What's the Fuel Economy Like?
The EPA rates automatic-equipped LT and SS Camaros at 23 mpg and 20 mpg combined, respectively. While our cars performed above these ratings on our test loop, their average fuel economy over a two-week stay was lower. The SS returned 16.3 mpg over 950.7 miles, the LT 19.6 mpg. The turbocharged 2.0-liter, which we did not test, is rated by the EPA at 24 mpg combined with the manual and 25 mpg with the automatic.
What Competing Models Should You Also Consider? Dodge Challenger — It's larger and heavier. That means it's not as fast as the optional 485-horse V8 in the R/T Scat Pack might lead you to think. But it also means the Challenger has more cargo capacity and seating space. It's priced similarly, and some might argue it's a bit more charismatic, too.

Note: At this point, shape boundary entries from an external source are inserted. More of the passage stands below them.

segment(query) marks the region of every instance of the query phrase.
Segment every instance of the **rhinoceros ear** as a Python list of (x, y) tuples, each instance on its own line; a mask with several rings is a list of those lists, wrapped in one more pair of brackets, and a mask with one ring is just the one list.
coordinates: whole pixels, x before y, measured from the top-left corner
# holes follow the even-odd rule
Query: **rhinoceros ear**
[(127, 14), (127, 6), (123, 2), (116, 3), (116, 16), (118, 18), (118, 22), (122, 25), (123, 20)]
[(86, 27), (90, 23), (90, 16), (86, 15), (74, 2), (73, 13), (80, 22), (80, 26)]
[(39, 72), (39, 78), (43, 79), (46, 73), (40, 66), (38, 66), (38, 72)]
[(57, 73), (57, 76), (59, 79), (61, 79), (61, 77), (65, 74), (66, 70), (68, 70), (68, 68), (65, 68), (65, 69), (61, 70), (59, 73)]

Ford Mustang — The Mustang and Camaro models line up in almost perfect parallel, from turbocharged 2.0-liter four-cylinder engines through V6s and V8s. At least right now, the Camaro is more nimble and quicker. The Mustang is roomier, has a nicer interior and is easier to see out of.
Why Should You Consider This Car?
It delivers exceptional performance for the price, along with classic muscle car styling. A wide range of engines and options means there's likely one in your price range.
Why Should You Think Twice About This Car?
This sixth-generation Camaro has a tiny trunk, a cramped backseat and limited outward visibility. If you need a performance car that's also on the practical side, there are better cars than the Camaro.
The manufacturer provided Edmunds this vehicle for the purposes of evaluation.